Em epidemia do Coronavírus a nível mundial, causada pelos pecados graves de idolatria (culto idolátrico da Pachamama administrado por Bergoglio e seus colaboradores infiéis do Vaticano e continuado pelos seus seguidores no mundo inteiro) e de outros pecados contra os Mandamentos da Lei de Deus, Bergoglio segue em frente com o seu programa maçônico de desmonte dos Sacramentos e de unificação de todos os credos na igreja apóstata que ele está fundando.[1]

Bergoglio mente, contradiz e confunde o ensino da Santa Igreja sobre o dever dos fiéis de confessarem os seus pecados graves, principalmente na falta de sacerdotes, e mesmo diante de tempos de doenças e epidemias. O Ensino do Catecismo nos diz:

“Conforme o mandamento da Igreja, ‘todo fiel, depois de ter chegado à idade da discrição, é obrigado a confessar seus pecados graves, dos quais tem consciência, pelo menos uma vez por ano’. Aquele que tem consciência de ter cometido um pecado mortal não deve receber a Sagrada Comunhão, mesmo que esteja profundamente contrito, sem receber previamente a absolvição sacramental, a menos que tenha um motivo grave para comungar e lhe seja impossível chegar a um confessor. As crianças devem confessar-se antes de receber a Primeira Eucaristia” (CIC 1457).

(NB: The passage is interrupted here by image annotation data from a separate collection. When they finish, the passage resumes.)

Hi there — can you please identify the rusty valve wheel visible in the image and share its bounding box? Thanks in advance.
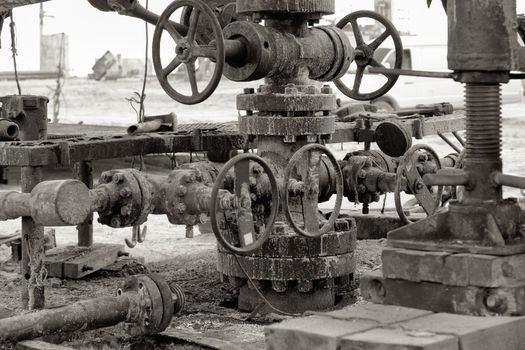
[153,0,225,105]
[394,145,443,225]
[283,143,343,238]
[334,11,403,101]
[210,153,280,255]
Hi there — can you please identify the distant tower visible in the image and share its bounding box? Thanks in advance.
[39,3,69,76]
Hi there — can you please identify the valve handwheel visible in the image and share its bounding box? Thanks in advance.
[394,145,443,225]
[334,11,403,101]
[153,0,225,105]
[283,143,343,238]
[210,153,280,255]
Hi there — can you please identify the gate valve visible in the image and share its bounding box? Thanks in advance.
[334,11,403,101]
[283,143,344,238]
[394,145,443,225]
[210,153,279,255]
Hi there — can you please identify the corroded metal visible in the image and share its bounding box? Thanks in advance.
[0,275,184,341]
[237,0,335,16]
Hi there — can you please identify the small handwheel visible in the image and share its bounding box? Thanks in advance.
[210,153,280,255]
[334,11,403,101]
[153,0,225,105]
[394,145,443,225]
[283,143,343,238]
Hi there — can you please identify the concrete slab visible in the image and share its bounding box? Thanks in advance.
[381,248,525,288]
[265,304,525,350]
[265,304,431,350]
[339,328,459,350]
[396,313,525,350]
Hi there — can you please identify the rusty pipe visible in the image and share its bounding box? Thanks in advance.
[492,172,525,188]
[0,119,20,141]
[127,113,177,136]
[0,294,133,341]
[0,275,184,341]
[423,171,471,187]
[0,180,92,226]
[88,0,188,35]
[127,120,162,136]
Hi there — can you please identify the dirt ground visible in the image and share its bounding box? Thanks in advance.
[0,79,525,349]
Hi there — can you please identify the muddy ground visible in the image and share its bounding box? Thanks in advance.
[0,79,525,349]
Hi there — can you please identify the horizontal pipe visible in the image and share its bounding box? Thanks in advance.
[127,113,177,136]
[423,173,470,186]
[224,39,247,63]
[0,293,130,341]
[492,172,525,189]
[127,120,162,136]
[0,119,20,141]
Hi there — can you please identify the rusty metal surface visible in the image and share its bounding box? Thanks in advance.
[0,132,246,166]
[0,275,181,341]
[361,274,525,316]
[0,0,49,11]
[237,0,335,14]
[218,224,357,258]
[0,115,465,166]
[217,252,356,281]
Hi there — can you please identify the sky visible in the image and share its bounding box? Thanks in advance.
[0,0,525,76]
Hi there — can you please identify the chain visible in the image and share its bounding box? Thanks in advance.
[25,232,47,307]
[9,10,22,95]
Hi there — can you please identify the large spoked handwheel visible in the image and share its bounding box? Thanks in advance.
[153,0,225,105]
[334,11,403,101]
[210,153,280,255]
[394,145,443,225]
[283,143,343,238]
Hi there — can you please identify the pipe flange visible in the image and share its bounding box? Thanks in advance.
[121,275,173,334]
[223,22,275,81]
[99,169,155,228]
[237,86,337,113]
[310,26,354,81]
[239,115,335,136]
[165,169,211,225]
[237,0,335,15]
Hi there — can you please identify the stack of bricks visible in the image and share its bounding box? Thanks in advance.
[265,304,525,350]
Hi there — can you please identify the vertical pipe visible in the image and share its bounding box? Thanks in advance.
[0,293,131,341]
[463,83,503,203]
[20,167,45,310]
[18,96,49,310]
[73,161,93,247]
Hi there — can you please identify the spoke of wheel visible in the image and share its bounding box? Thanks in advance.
[438,132,461,153]
[406,166,436,215]
[192,45,217,58]
[452,131,465,147]
[162,57,182,78]
[353,66,365,92]
[186,62,199,96]
[187,8,201,42]
[163,22,182,44]
[350,18,365,45]
[302,151,321,234]
[368,31,390,51]
[370,58,386,68]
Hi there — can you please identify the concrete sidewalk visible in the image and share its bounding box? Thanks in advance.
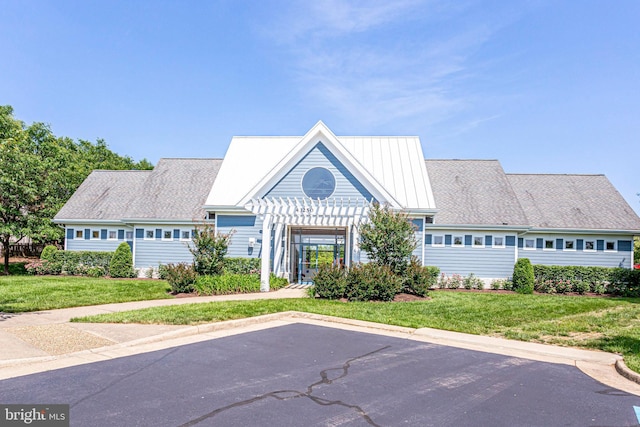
[0,289,306,366]
[0,289,640,396]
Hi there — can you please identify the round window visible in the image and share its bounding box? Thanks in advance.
[302,168,336,199]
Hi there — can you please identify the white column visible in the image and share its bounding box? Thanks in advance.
[260,214,271,292]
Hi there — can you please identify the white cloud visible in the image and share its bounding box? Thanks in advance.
[262,0,516,130]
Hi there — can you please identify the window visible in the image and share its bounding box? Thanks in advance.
[302,167,336,200]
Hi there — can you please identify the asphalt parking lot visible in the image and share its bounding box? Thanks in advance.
[0,323,640,426]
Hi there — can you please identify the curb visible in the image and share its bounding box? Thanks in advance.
[615,359,640,384]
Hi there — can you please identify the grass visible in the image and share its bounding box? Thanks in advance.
[0,276,172,313]
[75,291,640,372]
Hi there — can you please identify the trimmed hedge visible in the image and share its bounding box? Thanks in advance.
[223,258,262,274]
[193,273,288,295]
[533,265,640,297]
[109,242,136,278]
[404,258,440,297]
[26,250,113,276]
[513,258,535,294]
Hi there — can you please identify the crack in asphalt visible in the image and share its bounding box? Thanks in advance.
[179,345,391,427]
[69,348,179,408]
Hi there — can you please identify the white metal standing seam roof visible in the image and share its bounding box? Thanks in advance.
[206,122,435,210]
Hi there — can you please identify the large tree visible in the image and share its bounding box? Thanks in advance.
[0,105,152,274]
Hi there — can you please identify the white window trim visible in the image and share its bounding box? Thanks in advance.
[522,239,536,251]
[542,238,556,251]
[431,234,444,248]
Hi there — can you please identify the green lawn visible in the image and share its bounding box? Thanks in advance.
[0,276,173,313]
[76,291,640,372]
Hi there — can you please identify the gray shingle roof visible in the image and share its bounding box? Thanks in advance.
[55,159,222,221]
[425,160,528,226]
[122,159,222,221]
[54,170,151,220]
[507,174,640,230]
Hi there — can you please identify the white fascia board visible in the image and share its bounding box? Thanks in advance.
[204,205,255,215]
[238,121,402,208]
[52,218,122,226]
[425,224,530,234]
[528,227,640,236]
[121,218,201,225]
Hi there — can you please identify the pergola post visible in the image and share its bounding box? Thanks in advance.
[260,214,271,292]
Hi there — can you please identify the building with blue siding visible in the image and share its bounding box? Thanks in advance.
[55,122,640,290]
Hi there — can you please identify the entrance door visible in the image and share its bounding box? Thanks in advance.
[289,228,346,284]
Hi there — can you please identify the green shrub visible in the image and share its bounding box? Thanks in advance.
[345,263,402,301]
[163,262,198,294]
[193,273,260,295]
[189,224,232,276]
[310,264,347,299]
[87,266,106,277]
[404,257,440,297]
[360,203,418,276]
[489,279,507,291]
[40,245,58,261]
[446,274,462,289]
[109,242,135,278]
[223,258,262,274]
[608,268,640,298]
[42,250,113,275]
[573,281,591,295]
[269,273,289,291]
[513,258,535,294]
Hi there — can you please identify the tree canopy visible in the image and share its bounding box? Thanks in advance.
[0,105,153,274]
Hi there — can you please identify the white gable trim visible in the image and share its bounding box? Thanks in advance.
[238,121,403,209]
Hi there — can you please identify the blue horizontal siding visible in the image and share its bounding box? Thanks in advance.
[265,142,373,200]
[216,215,262,258]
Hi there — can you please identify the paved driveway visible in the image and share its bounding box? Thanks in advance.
[0,323,640,426]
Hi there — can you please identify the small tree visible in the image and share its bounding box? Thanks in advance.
[513,258,535,294]
[109,242,135,277]
[189,224,233,276]
[360,203,418,275]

“Em casos de necessidade grave, pode-se recorrer à celebração comunitária da reconciliação com confissão e absolvição gerais. Esta necessidade grave pode apresentar-se quando há um perigo iminente de morte sem que o ou os sacerdotes tenham tempo suficiente para ouvir a confissão de cada penitente. A necessidade grave pode também apresentar-se quando, tendo-se em vista o número dos penitentes, não havendo confessores suficientes para ouvir devidamente as confissões individuais num tempo razoável, de modo que os penitentes, sem culpa de sua parte, se veriam privados durante muito tempo da graça Sacramental ou da sagrada Eucaristia. Nesse caso, os fiéis devem ter, para a validade da absolvição, o propósito de confessar individualmente seus pecados graves no devido tempo” (CIC 1483, grifos nossos).

Aquele que quiser obter a reconciliação com Deus e com a igreja deve confessar ao sacerdote todos os pecados graves que ainda não confessou e de que se lembra depois de examinar cuidadosamente sua consciência. Mesmo sem ser necessária em si a confissão das faltas viniais, a Igreja não deixa de recomendá-la vivamente (CIC 1493).

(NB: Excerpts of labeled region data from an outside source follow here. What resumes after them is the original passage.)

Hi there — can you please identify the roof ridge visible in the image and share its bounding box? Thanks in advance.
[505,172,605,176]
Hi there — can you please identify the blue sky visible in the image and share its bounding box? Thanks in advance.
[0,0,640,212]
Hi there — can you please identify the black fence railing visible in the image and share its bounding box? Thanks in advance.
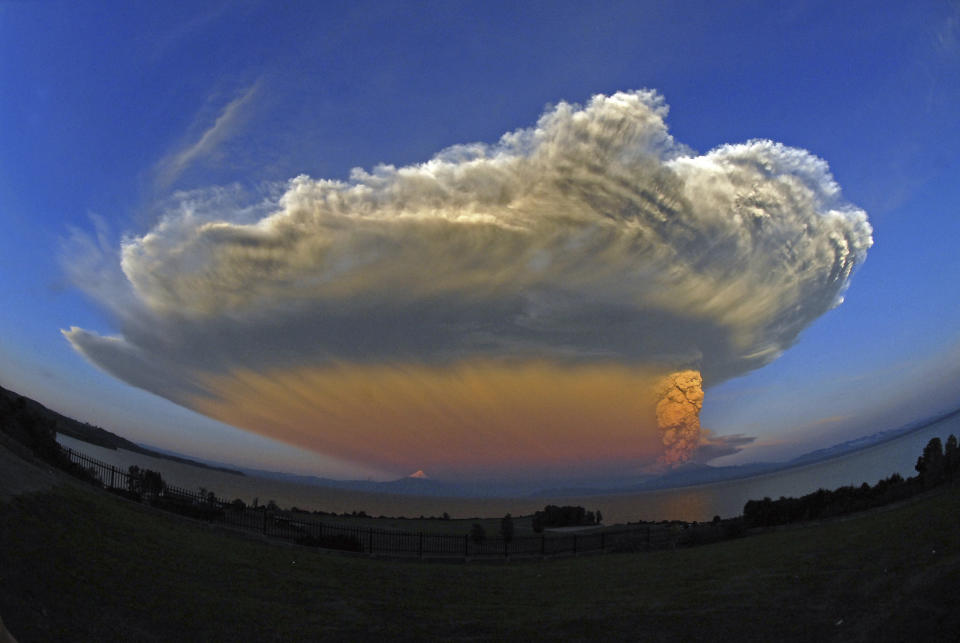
[61,447,684,559]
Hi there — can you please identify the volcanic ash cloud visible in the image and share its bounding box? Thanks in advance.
[656,371,703,464]
[58,91,872,471]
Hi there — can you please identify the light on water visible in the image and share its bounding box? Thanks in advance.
[57,415,960,524]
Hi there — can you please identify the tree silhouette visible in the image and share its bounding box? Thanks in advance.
[500,514,513,542]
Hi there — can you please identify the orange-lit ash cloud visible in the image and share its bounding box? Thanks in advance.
[656,371,703,464]
[189,362,679,475]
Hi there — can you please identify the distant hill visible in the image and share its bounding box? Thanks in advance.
[0,386,244,476]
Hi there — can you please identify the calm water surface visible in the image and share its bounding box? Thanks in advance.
[57,415,960,524]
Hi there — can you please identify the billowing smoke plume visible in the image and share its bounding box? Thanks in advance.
[657,371,703,464]
[65,91,872,470]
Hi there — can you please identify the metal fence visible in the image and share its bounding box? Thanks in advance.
[61,447,684,559]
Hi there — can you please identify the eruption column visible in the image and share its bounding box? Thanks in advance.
[657,370,703,465]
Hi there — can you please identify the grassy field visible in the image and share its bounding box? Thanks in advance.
[0,478,960,643]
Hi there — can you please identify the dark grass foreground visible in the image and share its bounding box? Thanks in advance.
[0,483,960,643]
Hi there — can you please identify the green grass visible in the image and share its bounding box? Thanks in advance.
[0,485,960,643]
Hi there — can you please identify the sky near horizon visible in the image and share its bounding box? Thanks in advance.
[0,2,960,478]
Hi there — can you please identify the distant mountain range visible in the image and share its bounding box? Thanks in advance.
[0,387,960,497]
[0,386,243,476]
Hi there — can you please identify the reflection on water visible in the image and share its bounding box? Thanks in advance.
[57,415,960,524]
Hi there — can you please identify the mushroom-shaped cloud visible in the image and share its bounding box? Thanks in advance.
[65,91,872,474]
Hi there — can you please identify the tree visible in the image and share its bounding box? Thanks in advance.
[943,433,960,473]
[500,514,513,542]
[914,438,944,484]
[470,522,487,545]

Nunca se viu um papa encorajar os fiéis a fazer uma má confissão “diretamente com dois” sem explicar adequadamente que existem requisitos essenciais da Igreja para fazê-lo. As pessoas ficam com a primeira coisa, que é o que a mídia divulga, e isso sabem muito bem os comunicadores, líderes como este homem.

Bergoglio continua avante com o seu programa de desmantelamento dos Sacramentos para moldar uma igreja mundana voltada para a união de todos os credos em uma celebração de “respeito humano”, ao gosto do politicamente correto da atual sociedade secular que é voltada para o culto do homem no lugar de Deus.